小田嶋:ああ。海の家のお兄さんが唯一、2週間続いたバイトだね。

モチベーションはどこにあったんですか。

小田嶋:ナンパです。(いつになくきっぱりと)

:どこの海だったかな。

小田嶋:千葉の大網白里という海岸で。でも、ナンパといっても半分業務なのよ。

一同 (鼻白む)

小田嶋:あれ、客寄せだったの。

:そんな業務はないだろう。

小田嶋:ないんだけど、海の家のお兄さんたちというのは、いわゆる1つのチームになっているわけよ。声を掛ける役、それを引っ張る役、さらに上の役と、リードブロッカーから何から分かれていて、俺はトウモロコシと氷担当だったから、一番フロントだった。

:前衛か(苦笑)。

小田嶋:フロントラインは女の子に声を掛けなきゃいけないの。声を掛けるといっても、海のお兄さんのナンパというのは、実はすごくテクニカルなナンパなんだよ。まず、全員平等に声を掛けなきゃいけない。選んでいちゃいけないんだよ、とにかく。

:あからさまに選んじゃいけないよな、たぶん。

小田嶋:それで、最初のひと声が「どこから来たの?」で、地元の子だったら、あっ、そう、と言ってすぐ流す。

:地元はまずいだろう。

スーパーで若妻をナンパするテクニック

小田嶋:地元の暴走族にフクロにされちゃうからね。そこで「東京から来た」と言う子は通るんだけど、人数が合わない場合は、どんなに後ろ髪を引かれても、捨てなきゃいけない。人数がちゃんと合うのを確認したら、後は「夜、ヒマだったら、花火を売ってるから遊びにおいでよ」と言うだけなんだけど、実は。

:だったらナンパじゃなくて、営業活動じゃないか。花火を買ってほしいんだろう?

小田嶋:うん。花火は一応売っている。でも、女の子が遊びに来たら、店を畳んで遊びに行く。

:うーん。

小田嶋:花火は全然売らない。

うーん。

小田嶋:当時のあの辺にある宿って、5時に飯を食わしちゃって、あとはもう寝ろ、という話になっていた。そうすると、「8時だョ!全員集合」を見た後には、やることがもう何もなくなる。そんなときに、「そういえば海の家のお兄さんが言っていたわね」と、思い出すわけです。

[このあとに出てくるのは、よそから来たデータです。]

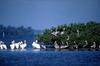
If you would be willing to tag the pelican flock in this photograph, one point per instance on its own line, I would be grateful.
(23, 44)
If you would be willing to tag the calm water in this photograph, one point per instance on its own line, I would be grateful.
(49, 58)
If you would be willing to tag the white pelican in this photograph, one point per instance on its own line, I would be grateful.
(36, 45)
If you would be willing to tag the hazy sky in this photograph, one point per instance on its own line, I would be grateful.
(41, 14)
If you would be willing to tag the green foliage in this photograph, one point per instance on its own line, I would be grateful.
(89, 31)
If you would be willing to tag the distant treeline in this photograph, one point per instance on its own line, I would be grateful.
(77, 32)
(9, 33)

やみくもなナンパではなく、一応ニーズは読んでいるんですね。

小田嶋:それはそうですよ。ナンパのテクニックで思い出したけど、学生時代に俺の友達が見事なパターンを持っていて。若い奥さんをナンパするときは、スーパーで「安くて栄養のある野菜って何でしょうか?」と、声をかけるんだって。

:それがきっかけづくりなわけ?

小田嶋:うん。「怪しまれないのか?」と俺が聞いたら、そいつが言うには「全然怪しまれないよ」って。いきなりとはいえ、そういうことを学生に聞かれると、若奥さんは親切に、それだったら、なんて張り切ってしまうんだよ、と。

:そうなのか。

小田嶋:何だったらうちに来て鍋、食べない? ――とまでは、なかなか行かないだろうけど、そういう人もいるんだよ、と。